Las tres pipas – Leyenda de los Indígenas Americanos

Cuenta la leyenda, que un miembro de una tribu india, ‘Pies de plomo’, se enojó mucho con un compañero, y decidió acudir a la tienda del Jefe de la tribu para explicarle lo que sucedía. Estaba tan enfadado con su compañero, que pensaba matarle.

– Oh, Jefe de la Tribu, estoy tan enfadado con Águila Parda, que ahora mismo voy a buscarle para matarle.

– Espera- contestó el Jefe de la tribu- Entiendo tu enfado y comprendo que quieras vengarte con rapidez. Pero antes, te pido que tomes esta pipa, vayas junto al árbol sagrado y fumes un rato. Luego regresa y vuelve a explicarme lo que deseas hacer.

Así que el ‘Pies de plomo’ tomó la pipa, se fue hasta el árbol anciano e hizo lo que le había pedido el Jefe de la tribu. Una vez que terminó, regresó, eso sí, mucho más tranquilo. De hecho, según volvía a la tienda del Jefe, se dio cuenta de que en realidad, matar al joven indio que le había ofendido, tal vez era demasiado…

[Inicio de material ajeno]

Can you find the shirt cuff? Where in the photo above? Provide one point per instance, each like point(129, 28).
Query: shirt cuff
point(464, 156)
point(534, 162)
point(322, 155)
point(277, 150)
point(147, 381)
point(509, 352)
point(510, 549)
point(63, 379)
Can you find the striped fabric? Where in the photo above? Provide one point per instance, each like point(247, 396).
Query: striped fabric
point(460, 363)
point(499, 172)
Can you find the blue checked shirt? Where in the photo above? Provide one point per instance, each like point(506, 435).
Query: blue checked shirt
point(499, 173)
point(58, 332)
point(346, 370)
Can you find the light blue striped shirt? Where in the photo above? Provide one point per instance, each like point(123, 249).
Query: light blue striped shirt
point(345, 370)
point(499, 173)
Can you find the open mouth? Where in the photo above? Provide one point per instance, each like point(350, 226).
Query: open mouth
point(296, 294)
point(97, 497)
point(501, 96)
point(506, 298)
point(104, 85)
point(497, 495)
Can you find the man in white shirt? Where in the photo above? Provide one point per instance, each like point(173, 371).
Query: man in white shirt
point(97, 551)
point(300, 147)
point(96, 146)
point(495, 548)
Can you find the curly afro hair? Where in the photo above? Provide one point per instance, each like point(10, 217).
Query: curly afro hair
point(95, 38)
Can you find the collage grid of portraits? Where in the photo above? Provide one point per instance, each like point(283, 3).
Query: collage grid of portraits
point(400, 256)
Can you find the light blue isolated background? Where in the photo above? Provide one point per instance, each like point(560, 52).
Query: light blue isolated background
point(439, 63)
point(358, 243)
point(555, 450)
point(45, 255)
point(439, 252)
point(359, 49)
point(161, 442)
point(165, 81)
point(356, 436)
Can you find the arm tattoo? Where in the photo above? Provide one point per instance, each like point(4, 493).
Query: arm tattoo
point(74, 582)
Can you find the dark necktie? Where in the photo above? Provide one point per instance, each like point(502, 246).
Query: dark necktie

– Oh, gran Jefe- dijo el indio- Gracias por la pipa. He pensado y ahora creo que bastará con darle una gran paliza a ‘Águila Parda’…

– Entiendo bien lo que dices- contestó el Jefe de la tribu- Pero antes, te pido que vuelvas con la pipa al árbol sagrado y fumes de nuevo. Después, tráela de vuelta…

El indio, un poco sorprendido, accedió a ir de nuevo al árbol anciano. Y comenzó a fumar la pipa. Al terminar, se dio cuenta de que sus emociones habían cambiado, y ya no se sentía tanto enfadado. Según regresaba a la tienda del Gran jefe, pensó que no merecía la pena darle una paliza al indio que le había ofendido.

– Oh, Gran Jefe- le dijo el indio- Toma la pipa, muchas gracias. Pero es curioso, ahora no siento la necesidad de darle una paliza a ‘Águila Parda’. Creo que bastará con dejarle en ridículo delante de todos. Eso haré… le insultaré delante de todos los demás.

– Bien, joven indio, entiendo bien que aún te sientas enfadado. Pero antes de ir a buscarle, toma esta tercera pipa y acude de nuevo al árbol anciano. Después, regresa a verme.

Al indio no le apetecía mucho ir de nuevo a fumar junto al árbol, pero hizo caso y acudió con la pipa al árbol sagrado. Fumó y al terminar, según regresaba a la tienda del Gran Jefe indio, se dio cuenta de que su enojo se había esfumado por completo, como el humo de la pipa, y que en realidad lo que debería es ir a hacer las paces con el joven indio que le había ofendido, con  un gran abrazo.

– Oh, Gran Jefe indio- le dijo entonces el indio- Muchas gracias por la pipa. Ahora lo veo todo más claro: creo que lo que debo hacer es ir a dar un gran abrazo al joven que me ofendió. Así podremos hacer las paces y recuperaré  un amigo. Seguro que ‘Águila Parda’ está muy arrepentido de lo que ha hecho…

– ¡Que sabia decisión!– le dijo el cacique- Es lo que quería decirte, pero era mucho mejor que llegaras por ti mismo a esa conclusión.